I want to calculate the mean of each secondary diagonal in the NumPy array. For example, I have this array :

    b=np.array([[1,3,4,2],[6,3,5,1],[7,8,9,12],[5,6,9,3],[8,7,3,2],[4,5,6,9]])

and I want to write a code that the output would be:

    np.array([1, 4.5, 4.6, 5, 6, 8, 3.6, 4, 9])

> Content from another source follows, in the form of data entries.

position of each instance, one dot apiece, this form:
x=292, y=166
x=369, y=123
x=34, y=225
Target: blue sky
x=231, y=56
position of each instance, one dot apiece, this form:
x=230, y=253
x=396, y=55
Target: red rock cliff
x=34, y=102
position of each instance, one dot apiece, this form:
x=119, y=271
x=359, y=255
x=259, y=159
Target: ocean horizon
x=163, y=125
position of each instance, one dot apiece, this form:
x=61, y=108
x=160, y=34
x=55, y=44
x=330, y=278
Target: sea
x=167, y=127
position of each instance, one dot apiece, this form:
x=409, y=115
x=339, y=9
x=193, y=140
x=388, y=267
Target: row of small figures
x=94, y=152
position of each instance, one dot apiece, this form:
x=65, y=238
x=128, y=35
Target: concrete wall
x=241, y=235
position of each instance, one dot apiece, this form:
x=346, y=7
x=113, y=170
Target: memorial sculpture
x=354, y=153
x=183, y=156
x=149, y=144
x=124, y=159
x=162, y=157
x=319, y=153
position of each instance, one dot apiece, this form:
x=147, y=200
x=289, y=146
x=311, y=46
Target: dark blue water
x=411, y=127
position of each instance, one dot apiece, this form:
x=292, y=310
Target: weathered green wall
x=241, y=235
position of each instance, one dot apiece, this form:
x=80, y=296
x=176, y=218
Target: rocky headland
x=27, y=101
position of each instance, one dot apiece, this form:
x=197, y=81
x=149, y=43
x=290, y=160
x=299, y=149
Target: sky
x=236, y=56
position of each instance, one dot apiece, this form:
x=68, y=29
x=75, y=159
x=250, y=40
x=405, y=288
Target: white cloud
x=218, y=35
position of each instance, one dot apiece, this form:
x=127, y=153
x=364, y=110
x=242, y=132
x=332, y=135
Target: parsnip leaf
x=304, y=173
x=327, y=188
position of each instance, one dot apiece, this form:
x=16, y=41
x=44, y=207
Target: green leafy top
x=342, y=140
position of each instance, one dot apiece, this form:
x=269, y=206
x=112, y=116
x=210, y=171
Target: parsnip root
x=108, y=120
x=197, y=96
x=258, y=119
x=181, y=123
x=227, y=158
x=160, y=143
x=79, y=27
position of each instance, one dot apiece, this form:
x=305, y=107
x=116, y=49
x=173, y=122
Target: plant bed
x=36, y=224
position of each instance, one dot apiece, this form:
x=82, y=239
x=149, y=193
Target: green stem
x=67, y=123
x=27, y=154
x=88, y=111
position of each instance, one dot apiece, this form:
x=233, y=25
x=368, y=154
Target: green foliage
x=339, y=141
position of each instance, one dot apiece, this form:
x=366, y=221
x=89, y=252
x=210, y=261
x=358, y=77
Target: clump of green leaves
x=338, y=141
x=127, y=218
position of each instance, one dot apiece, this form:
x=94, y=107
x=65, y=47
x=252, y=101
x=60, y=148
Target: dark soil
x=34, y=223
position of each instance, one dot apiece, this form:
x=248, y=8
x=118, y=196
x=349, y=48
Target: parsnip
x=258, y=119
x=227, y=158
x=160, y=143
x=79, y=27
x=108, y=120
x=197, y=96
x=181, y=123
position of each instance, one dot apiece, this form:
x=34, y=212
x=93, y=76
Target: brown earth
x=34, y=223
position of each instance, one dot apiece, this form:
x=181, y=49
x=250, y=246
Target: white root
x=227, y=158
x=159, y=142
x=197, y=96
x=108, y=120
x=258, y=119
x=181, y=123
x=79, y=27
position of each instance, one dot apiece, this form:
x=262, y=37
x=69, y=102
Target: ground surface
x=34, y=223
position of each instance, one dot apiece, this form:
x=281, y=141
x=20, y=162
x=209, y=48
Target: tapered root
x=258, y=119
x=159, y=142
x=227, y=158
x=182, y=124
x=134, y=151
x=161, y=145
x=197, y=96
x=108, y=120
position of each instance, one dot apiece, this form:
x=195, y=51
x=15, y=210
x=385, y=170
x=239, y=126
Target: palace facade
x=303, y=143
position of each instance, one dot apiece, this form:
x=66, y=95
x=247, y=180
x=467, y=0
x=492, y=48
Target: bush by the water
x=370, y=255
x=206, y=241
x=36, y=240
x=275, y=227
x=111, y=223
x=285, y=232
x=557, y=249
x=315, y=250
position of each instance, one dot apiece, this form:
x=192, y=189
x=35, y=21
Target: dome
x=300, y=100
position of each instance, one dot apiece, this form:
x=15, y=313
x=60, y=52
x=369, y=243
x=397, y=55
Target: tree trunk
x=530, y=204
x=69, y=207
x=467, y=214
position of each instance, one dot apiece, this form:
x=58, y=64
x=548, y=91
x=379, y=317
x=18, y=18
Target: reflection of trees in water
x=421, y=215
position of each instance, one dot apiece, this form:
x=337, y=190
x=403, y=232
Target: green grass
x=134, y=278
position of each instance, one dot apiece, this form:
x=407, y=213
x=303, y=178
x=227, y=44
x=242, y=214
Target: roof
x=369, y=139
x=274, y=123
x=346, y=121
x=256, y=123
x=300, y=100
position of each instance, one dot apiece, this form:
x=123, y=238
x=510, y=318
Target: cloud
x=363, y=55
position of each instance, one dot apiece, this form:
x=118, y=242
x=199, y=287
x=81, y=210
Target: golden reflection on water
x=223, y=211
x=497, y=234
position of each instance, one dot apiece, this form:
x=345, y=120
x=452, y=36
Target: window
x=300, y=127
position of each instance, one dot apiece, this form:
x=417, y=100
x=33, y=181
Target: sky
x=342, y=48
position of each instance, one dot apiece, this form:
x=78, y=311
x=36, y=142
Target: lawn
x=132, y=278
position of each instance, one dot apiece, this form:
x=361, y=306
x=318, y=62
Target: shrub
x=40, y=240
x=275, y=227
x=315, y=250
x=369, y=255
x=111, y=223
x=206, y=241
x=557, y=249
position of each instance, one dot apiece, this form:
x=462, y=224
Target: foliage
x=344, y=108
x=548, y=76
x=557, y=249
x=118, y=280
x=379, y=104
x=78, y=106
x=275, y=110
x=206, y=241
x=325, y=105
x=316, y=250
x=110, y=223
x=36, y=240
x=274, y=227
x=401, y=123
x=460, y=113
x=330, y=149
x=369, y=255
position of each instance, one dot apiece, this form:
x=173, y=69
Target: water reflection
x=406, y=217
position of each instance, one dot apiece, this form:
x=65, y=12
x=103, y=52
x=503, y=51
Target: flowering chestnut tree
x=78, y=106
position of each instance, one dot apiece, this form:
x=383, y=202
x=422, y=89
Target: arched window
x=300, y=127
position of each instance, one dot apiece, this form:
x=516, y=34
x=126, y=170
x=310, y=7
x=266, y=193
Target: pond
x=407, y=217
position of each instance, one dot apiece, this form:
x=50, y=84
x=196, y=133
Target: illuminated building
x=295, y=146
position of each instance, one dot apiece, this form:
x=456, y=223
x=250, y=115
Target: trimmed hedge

CodePudding user response:

Something like this should work:

In [47]: b
Out[47]: 
array([[ 1,  3,  4,  2],
       [ 6,  3,  5,  1],
       [ 7,  8,  9, 12],
       [ 5,  6,  9,  3],
       [ 8,  7,  3,  2],
       [ 4,  5,  6,  9]])

In [48]: nr, nc = b.shape

Reverse b so the diagonals of rb are the anti-diagonals of b:

In [49]: rb = b[::-1]

Compute the means of the diagonals of rb:

In [50]: np.array([np.diagonal(rb, k).mean() for k in range(1 - nr, nc)])
Out[50]:
array([1.        , 4.5       , 4.66666667, 5.        , 6.        ,
       8.        , 3.66666667, 4.        , 9.        ])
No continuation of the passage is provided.